臍転移(Sister Mary Josephs nodule)を来たした食道癌の1例

演者 佐々木 祐一郎(鳥取県済生会境港総合病院 消化器内科)
共同演者 中村 由貴(鳥取県済生会境港総合病院 消化器内科), 能美 隆啓(鳥取県済生会境港総合病院 消化器内科), 佐々木 宏之(同 健診センター)

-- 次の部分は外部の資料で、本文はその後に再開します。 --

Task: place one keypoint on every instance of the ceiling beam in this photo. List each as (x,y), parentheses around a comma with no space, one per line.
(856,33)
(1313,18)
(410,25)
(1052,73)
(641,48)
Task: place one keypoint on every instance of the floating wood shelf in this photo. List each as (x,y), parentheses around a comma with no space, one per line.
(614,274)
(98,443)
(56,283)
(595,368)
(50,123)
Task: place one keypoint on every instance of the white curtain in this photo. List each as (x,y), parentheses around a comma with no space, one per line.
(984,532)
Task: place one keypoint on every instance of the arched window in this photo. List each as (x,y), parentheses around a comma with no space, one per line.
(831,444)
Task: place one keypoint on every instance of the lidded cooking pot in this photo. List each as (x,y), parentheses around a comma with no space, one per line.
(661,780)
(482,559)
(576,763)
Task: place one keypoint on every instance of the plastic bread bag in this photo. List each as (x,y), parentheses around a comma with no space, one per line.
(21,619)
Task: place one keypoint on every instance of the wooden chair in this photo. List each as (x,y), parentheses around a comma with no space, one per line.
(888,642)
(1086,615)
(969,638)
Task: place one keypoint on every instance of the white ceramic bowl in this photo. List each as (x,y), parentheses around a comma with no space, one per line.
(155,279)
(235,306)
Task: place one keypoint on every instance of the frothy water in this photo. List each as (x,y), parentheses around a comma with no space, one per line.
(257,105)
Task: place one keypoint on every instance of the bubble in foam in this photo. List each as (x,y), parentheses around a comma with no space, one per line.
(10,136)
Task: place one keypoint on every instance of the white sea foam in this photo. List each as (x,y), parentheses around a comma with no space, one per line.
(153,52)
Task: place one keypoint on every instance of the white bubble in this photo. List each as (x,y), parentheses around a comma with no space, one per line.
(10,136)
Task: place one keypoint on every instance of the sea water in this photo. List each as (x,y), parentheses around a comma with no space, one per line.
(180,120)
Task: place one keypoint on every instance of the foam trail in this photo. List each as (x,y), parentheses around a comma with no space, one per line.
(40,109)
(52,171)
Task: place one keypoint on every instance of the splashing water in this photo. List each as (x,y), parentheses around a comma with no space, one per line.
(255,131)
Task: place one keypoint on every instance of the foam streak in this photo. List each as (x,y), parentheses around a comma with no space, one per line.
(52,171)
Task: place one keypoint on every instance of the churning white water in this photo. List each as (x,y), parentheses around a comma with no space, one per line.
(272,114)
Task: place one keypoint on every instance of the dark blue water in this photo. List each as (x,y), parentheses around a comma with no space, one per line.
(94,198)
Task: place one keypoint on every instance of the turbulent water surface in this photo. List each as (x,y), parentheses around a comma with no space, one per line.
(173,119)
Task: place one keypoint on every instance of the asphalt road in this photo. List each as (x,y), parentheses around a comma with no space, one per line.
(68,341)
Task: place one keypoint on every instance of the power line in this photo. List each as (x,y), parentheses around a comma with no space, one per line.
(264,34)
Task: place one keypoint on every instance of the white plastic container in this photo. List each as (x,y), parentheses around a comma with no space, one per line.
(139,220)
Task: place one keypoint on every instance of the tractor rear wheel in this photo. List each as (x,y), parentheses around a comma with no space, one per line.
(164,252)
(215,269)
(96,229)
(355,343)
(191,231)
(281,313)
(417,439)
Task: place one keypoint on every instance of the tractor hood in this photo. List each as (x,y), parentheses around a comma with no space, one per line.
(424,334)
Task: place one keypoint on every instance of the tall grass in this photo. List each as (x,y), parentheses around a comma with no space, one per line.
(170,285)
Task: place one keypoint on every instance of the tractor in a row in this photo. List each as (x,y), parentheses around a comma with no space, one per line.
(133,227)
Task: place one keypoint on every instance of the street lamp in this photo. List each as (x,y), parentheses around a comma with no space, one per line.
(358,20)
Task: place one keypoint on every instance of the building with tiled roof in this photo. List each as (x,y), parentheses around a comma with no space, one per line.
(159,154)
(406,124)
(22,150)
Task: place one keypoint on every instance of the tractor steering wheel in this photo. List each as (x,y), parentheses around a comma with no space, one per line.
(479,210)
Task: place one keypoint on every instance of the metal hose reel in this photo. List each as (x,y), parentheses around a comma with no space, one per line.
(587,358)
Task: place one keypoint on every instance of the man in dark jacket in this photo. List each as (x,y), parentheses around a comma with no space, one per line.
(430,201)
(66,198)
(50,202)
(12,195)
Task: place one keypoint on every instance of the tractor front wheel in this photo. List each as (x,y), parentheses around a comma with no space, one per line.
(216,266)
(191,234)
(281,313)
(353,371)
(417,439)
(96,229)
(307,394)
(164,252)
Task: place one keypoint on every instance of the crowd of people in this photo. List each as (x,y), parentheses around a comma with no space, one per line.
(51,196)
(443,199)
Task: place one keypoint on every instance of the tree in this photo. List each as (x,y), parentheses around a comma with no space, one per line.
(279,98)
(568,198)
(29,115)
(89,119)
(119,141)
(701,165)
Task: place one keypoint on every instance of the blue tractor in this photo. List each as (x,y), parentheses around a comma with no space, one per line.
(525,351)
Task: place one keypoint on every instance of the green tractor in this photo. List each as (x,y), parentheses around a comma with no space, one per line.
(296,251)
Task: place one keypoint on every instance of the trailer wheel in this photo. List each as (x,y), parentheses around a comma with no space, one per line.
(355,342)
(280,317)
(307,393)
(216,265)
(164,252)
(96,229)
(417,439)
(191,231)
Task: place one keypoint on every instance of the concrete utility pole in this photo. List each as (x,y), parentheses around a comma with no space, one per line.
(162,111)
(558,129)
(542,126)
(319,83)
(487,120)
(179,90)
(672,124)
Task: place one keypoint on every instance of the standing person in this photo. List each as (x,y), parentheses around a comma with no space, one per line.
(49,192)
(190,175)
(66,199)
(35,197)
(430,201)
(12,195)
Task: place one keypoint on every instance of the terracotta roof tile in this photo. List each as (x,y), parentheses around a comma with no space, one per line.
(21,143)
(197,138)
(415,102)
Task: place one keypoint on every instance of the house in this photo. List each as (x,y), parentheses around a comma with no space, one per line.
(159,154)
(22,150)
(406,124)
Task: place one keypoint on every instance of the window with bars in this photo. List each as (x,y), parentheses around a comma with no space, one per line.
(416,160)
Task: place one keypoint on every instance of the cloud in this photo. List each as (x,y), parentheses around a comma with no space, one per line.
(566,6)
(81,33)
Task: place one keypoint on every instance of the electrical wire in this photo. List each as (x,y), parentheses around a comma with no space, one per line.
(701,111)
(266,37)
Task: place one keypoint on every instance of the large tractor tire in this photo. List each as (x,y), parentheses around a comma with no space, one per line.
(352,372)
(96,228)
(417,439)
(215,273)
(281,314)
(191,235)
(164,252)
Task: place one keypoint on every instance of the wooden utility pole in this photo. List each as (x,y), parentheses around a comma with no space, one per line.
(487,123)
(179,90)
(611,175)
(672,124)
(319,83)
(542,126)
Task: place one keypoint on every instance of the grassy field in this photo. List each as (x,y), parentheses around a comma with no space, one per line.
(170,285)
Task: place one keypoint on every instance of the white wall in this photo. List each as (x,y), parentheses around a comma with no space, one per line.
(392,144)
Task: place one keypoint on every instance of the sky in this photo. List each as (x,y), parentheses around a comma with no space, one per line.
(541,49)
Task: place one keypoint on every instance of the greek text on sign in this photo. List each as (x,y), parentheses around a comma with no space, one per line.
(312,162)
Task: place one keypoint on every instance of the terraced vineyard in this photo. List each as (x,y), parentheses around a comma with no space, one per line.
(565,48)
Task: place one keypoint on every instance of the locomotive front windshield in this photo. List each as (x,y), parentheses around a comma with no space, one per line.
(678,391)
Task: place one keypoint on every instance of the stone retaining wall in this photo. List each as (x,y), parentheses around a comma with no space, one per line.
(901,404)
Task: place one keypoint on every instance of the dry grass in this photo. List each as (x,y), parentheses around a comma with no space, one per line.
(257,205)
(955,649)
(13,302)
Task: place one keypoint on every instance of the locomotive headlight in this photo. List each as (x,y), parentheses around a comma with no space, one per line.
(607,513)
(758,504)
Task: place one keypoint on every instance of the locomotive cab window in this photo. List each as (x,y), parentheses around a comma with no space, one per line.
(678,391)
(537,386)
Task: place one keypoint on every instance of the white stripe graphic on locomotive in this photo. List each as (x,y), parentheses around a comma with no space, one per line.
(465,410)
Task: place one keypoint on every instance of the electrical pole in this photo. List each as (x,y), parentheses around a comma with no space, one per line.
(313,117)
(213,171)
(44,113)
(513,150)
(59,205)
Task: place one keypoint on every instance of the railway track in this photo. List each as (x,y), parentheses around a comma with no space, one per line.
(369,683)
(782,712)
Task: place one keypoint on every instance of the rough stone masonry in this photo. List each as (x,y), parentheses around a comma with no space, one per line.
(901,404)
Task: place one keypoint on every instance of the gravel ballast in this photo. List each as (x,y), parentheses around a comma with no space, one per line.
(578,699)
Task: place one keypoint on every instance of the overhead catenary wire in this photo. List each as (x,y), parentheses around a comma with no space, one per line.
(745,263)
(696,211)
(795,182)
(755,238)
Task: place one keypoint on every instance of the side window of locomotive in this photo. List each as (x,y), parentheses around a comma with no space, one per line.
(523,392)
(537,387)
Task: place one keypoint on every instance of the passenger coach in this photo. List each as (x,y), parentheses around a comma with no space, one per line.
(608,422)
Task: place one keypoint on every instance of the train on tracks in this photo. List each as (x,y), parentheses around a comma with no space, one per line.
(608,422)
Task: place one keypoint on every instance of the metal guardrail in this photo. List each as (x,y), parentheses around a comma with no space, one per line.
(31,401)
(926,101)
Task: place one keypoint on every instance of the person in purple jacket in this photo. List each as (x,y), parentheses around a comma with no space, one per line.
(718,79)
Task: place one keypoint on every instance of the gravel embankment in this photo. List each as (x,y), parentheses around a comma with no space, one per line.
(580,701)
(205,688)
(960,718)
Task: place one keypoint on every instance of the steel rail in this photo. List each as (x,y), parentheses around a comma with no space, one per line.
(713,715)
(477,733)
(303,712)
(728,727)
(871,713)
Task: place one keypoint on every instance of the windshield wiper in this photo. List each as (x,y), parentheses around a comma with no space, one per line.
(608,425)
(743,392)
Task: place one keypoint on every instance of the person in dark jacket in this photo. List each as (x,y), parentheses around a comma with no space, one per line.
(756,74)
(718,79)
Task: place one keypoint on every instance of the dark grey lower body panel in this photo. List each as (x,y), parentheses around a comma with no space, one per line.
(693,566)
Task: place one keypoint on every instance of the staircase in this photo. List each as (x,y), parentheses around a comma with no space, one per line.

抄録 【はじめに】内臓悪性腫瘍の臍転移はSister Mary Josephs nodule以下SMNとして知られ末期徴候とされている。
【症例】70歳代男性
【主訴】食後のつかえ感
【既往】脳梗塞
【現病歴】2012年3月下旬頃から食後のつかえ感が出現するようになったことから同年4月に当科外来を受診された。上部消化管内視鏡検査を施行した結果、食道進行癌(扁平上皮癌)を指摘した。また全身精査目的の胸腹部CTにて回盲部付近に腫瘤を指摘したことから大腸内視鏡検査を施行した。結果、同部位に2型進行癌(低分化型腺癌)を認めた。食道癌および大腸癌の加療目的で鳥取大学病院消化器外科に転院となり同月下旬に腹腔鏡補助下結腸右半切除術が施行された。その後、食道癌に対して放射線化学療法が施行され安定していたが同年9月に入り臍部に疼痛を伴う腫瘤が出現、徐々に増大しSMNと診断された。脳梗塞の既往があることなどから患者および家族ともに化学療法などの追加治療は希望されず経過観察となっていた。廃用性筋委縮が進行したことから2013年1月に理学療法目的で当科に入院となった。SMNは増大傾向を認め10cmを超えるほどの大きさとなった。経口摂取困難、悪液質が進行し同年5月に永眠された。死後、ご家族の同意を得てSMNから生検を施行した結果、扁平上皮癌が検出され食道癌による臍転移と考えられた。
【考察】SMNの頻度は約1~4%で原発腫瘍は胃癌、膵癌、卵巣癌、大腸癌が多いとされている。今回、我々は極めて稀な食道扁平上皮癌によるSMNを経験したことから文献的考察を加えて報告する。